Edward Freeman from Killeen, Texas, is a finalist in the Dear GMA Advice Guru Contest. Read his response to a viewer-submitted question below!
Question from Hugh in Connecticut.: This year, my school suffered the tragic loss of a classmate of mine. Four weeks into the school year, he took his own life. I was a new student, and the majority of students were not. For them, it was a much greater loss due to their closer relationships with the boy. As somewhat of an outsider, it puts you in an odd situation. You don't feel the same loss as they do, yet the atmosphere is that of devastation and grievance. What should I do?
Hugh, the fact that you are new to the school puts you in a unique situation. You have the advantage of seeing this tragedy with fresh unbiased eyes, while at the same time some might see you as an outsider intruding in "family business." The way people react to death can be very unpredictable. I get the sense that your friends are young, so they may be all over the map.

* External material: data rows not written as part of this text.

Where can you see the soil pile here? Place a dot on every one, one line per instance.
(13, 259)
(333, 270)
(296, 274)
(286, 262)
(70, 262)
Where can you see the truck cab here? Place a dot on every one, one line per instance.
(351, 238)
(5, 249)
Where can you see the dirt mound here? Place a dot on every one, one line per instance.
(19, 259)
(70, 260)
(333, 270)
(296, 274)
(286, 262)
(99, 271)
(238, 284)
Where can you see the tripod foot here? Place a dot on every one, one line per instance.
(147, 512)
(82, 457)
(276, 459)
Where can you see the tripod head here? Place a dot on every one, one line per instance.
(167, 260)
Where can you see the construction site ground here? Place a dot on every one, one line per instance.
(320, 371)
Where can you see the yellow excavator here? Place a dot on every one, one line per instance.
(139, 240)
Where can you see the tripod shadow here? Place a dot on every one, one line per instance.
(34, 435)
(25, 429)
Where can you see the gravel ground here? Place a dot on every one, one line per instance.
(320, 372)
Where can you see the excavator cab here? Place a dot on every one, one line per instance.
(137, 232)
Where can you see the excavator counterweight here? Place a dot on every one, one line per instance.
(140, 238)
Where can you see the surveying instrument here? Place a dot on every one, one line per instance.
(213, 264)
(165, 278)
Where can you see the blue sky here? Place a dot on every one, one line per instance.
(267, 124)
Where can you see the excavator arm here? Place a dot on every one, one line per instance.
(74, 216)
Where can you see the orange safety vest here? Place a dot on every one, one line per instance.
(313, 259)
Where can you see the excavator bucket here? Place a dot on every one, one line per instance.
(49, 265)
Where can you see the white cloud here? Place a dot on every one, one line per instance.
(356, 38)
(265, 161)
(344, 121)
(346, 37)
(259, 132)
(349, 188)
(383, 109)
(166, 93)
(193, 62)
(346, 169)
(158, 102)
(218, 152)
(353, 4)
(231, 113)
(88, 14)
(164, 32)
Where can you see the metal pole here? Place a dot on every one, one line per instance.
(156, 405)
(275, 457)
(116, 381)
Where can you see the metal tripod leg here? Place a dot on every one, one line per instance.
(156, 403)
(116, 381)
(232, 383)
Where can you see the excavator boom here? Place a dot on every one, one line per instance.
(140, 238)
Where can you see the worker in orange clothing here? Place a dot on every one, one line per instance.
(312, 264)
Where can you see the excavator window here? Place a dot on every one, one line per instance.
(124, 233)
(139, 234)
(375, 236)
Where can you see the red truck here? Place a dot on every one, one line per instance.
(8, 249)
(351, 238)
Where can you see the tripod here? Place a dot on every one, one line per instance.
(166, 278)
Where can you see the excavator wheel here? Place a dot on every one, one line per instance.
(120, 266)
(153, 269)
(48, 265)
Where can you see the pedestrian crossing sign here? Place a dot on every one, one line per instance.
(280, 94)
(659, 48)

This death is also even more traumatic because it was a suicide and unexpected.
The fact that you don't feel the same loss as many of the others is normal. It is clear that you are a sensitive young man and you seem to care a great deal about your classmates and their feelings. The position you occupy may make it easy for people to open up to you or it can make you the target of ridicule and scorn by others because they are angry about their friend's death.
There are several things you can do to help those around you. Start by being open and aware, pay attention to how the people around you are behaving. If they seem sad or angry you can be the person who simply listens to them because often times people feel the need to share their feelings, thoughts and memories about their friend and they may not want to "burden" others who are grieving. You may be the person who some of your new friends can talk to without feeling guilty especially if they feel anger towards the young man, which are very common and natural feelings to have about someone who dies. People often feel abandoned by a loved one that dies but not everyone feels comfortable about expressing these negative feelings to others who were also close with the person. You could be the perfect person for someone who needs to talk about negative feelings.
Additionally, I caution you that these are some very heavy emotions and you could become overwhelmed with other people's grief, so protect yourself. Please make sure you have someone you can talk with as well. Parents or family members can be a good place for you to turn especially if you start feeling intense emotions yourself. Just being around such strong emotions can cause you to experience effects from them as well. Also, Hugh, if you think anybody is feeling any extreme emotions or talking about hurting themselves or anybody else, contact the school, your parents or the other person's parents right away. Do not leave this situation to chance because sometimes when a suicide occurs, other people mimic the behavior as well.
These types of situations can be tricky, especially for a very young person. You seem like the kind of guy that can deal with this pretty well, but don't go it alone. Reach out to family, friends, clergy and mental healthcare professionals for support and help if needed.